Ministério Público Eleitoral solicita ao TSE a anulação do diploma do ex-Governador Cláudio Castro

por Amanda Clark

O Tribunal Superior Eleitoral (TSE) recebeu um recurso do Ministério Público Eleitoral, que destaca uma contradição nos resultados do julgamento que resultou na condenação do ex-governador do Rio de Janeiro, Cláudio Castro (PL), por abuso de poder político e econômico durante as eleições de 2022. O órgão aponta que, embora a maioria dos ministros tenha votado pela cassação do diploma da chapa, a ementa do julgamento não faz menção explícita a essa penalidade.

No pedido de revisão, o vice-procurador-geral Eleitoral, Alexandre Espinosa, pede que o TSE esclareça sua decisão, deixando evidente que houve apoio majoritário para a cassação do diploma de Castro.

Segundo as informações apresentadas pelo MP, três ministros se posicionaram diretamente a favor da cassação dos diplomas, enquanto dois consideraram apenas a perda do mandato como prejudicada, sem descartar a cassação. Apenas dois ministros votaram contra essa medida.

O Ministério Público defende que a cassação do diploma é distinta da perda do mandato e pode ser aplicada mesmo após a renúncia ao cargo. Para o órgão, permitir que a saída de Castro do governo impeça qualquer punição seria como “recompensar uma estratégia para minimizar as consequências jurídicas” e criaria uma forma de proteção contra a Justiça Eleitoral.

Cláudio Castro e seu então vice-governador, Thiago Pampolha, renunciaram aos seus postos antes da conclusão do julgamento no TSE. Embora isso tenha levado à consideração da perda de mandato como prejudicada, o MP argumenta que isso não obstrui a possibilidade de se aplicar a cassação do diploma, que anula o resultado eleitoral em casos comprovados de abuso de poder.

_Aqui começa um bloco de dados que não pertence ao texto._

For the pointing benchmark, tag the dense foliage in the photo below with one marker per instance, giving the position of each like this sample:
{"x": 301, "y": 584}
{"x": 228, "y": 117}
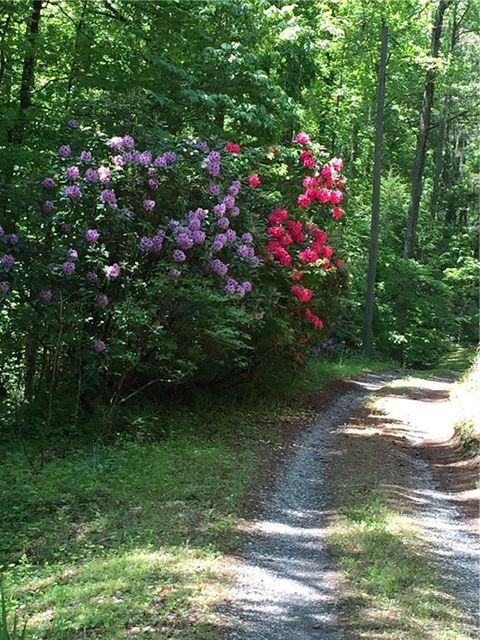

A condenação refere-se ao uso indevido da máquina pública nas eleições de 2022. As investigações revelaram contratações em massa de servidores temporários e um aumento significativo nos gastos públicos com fins eleitorais.

Além disso, a decisão também envolve o ex-presidente da Assembleia Legislativa do Rio (Alerj), Rodrigo Bacellar, que atualmente se encontra preso por supostamente ter vazado dados relativos a uma operação contra o Comando Vermelho.

O recurso apresentado pelo MP ainda ressalta que essa contradição na decisão pode infringir princípios constitucionais que asseguram a normalidade e legitimidade das eleições. Caso o TSE não acate o pedido, o órgão manifestou interesse em levar a questão ao Supremo Tribunal Federal (STF).

Em paralelo a isso, o STF está analisando uma ação sobre se a eleição para escolher o novo governador do Rio deve ocorrer de forma direta ou indireta. O julgamento desse caso está suspenso e ainda não há data prevista para sua retomada.